Walking through the newly developed, already buzzing Longs Quarter, visitors would be forgiven for thinking the building had been newly designed and constructed according to the latest architectural trends. But its combination of sleek and rustic elements is completely authentic; 103 years of history is built into every brick.

Completed in 1915, the building then known as City Chambers was designed by renowned local architect Henry James Marks, who was responsible for multiple heritage listed buildings across the city. The Longs Quarter inherited its new name from the man who commissioned the initial project, hotelier, alderman and farmer John Long. Since then, it saw many alterations — it was significantly refurbished in a fire in the 1950s — but remained in the Long family for close to a century.

“It stood idle for a great length of time because although the owners were in New Zealand and couldn’t deal with redeveloping it. They also had a lot of emotional attachment to it; it took them a long time to sell it,” investor and development manager Mark Adamson said.

It was with this in mind that investors, developers and designers formulated a vision for the space. “We had an idea to try to keep as much of the past as we could while still making it a good contemporary space,” Adamson said.

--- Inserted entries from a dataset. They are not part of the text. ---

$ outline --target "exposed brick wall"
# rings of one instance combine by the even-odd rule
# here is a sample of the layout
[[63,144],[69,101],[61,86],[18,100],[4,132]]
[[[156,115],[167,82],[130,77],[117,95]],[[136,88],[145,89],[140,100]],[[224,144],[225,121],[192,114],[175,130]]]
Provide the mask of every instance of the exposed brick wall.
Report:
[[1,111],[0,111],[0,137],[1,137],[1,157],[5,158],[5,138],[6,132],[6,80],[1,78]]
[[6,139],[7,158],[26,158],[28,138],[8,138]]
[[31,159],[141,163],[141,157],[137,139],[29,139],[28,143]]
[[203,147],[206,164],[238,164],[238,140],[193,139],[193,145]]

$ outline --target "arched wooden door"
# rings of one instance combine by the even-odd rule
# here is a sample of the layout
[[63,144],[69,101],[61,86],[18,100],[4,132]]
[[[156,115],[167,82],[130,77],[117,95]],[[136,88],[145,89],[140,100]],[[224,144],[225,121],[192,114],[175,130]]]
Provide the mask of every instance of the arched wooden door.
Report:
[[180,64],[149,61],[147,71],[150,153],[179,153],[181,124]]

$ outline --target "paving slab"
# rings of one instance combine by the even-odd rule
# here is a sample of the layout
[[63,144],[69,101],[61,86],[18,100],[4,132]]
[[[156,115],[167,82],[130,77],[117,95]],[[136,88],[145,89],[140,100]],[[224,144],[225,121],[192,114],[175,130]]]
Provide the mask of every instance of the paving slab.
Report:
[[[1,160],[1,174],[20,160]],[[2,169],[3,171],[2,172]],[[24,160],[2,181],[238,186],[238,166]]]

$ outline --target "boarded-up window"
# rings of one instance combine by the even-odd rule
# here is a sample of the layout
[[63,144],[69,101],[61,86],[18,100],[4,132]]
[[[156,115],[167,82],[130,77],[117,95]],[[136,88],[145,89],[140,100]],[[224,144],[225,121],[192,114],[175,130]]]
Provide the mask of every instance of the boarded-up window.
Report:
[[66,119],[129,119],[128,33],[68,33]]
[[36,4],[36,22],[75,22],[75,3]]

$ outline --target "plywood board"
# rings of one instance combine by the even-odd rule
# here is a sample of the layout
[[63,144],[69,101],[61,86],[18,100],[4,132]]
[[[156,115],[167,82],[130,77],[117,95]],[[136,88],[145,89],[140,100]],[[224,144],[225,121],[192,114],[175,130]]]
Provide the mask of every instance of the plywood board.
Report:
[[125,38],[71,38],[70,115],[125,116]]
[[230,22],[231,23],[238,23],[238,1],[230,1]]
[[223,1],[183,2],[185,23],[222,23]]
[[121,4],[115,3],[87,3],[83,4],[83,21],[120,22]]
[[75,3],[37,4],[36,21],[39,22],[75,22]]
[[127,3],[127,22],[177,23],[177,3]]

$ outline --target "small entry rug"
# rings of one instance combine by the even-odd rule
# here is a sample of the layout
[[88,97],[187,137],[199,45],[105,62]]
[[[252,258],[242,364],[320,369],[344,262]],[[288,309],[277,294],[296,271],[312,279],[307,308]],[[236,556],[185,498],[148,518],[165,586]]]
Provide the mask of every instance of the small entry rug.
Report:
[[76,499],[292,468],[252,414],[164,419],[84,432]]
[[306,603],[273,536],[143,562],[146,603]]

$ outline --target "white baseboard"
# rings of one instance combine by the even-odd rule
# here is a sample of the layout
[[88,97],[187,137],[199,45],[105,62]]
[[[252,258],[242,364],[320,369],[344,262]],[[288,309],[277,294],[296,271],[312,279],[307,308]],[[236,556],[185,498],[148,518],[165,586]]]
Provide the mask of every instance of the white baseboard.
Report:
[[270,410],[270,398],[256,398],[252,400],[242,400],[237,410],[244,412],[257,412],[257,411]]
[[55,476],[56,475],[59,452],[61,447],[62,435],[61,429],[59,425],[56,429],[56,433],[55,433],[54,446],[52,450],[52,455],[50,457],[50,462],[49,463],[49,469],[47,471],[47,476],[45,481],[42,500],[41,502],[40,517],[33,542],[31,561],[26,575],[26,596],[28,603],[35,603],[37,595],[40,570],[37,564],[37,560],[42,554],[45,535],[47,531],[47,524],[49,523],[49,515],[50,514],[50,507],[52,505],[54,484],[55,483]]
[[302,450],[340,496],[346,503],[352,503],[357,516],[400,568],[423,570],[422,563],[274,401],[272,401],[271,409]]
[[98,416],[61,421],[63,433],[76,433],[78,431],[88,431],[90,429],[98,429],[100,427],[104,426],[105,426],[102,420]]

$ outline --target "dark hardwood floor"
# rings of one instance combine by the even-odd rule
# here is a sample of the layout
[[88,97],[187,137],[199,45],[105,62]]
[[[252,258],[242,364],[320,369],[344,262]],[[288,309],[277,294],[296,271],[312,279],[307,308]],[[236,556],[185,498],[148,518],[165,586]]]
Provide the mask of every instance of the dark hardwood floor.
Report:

Designed in a style that he describes as “funky modern history”, the building features its original ornate pressed metal ceilings, exposed brick and unique timber doors, all reminders of the Longs Quarter’s past as a central part of the Toowoomba CBD. Visitors familiar with the old building will also find subtle nods to its original design scattered throughout the building; one of the signs from the 1950s is now a washboard in the bathroom.  “Some of the old elements were just so nice, it just would have been a tragedy to lose them,” Adamson said. “If you saw the building you’d know it wasn’t just a sense of ‘auld lang syne’. It was truly a beautiful piece of architecture.”

Among the building’s new tenants are trendy clothing boutique Fox and Willow, urban-style cafe Sweet Talk, and StruXi Design, a firm heavily involved in the Longs Quarter’s redevelopment. It’s a combination Adamson believes will cement the building’s position as the bustling hub of Toowoomba. “I hope that Longs does its bit in what seems to be a genuine cultural growth as Toowoomba steps up into an urban identity in its own right,” he said. “Our best hope is that all the businesses enjoy lasting success within the space.”

Adamson believes the building represents the spirit of Toowoomba: a thirst for progress with an eye always turned to the past that shaped the city. “The best of the old building has been captured and there’s some really nice modern lines as well,” he said. “It turned out even better than I could have hoped.”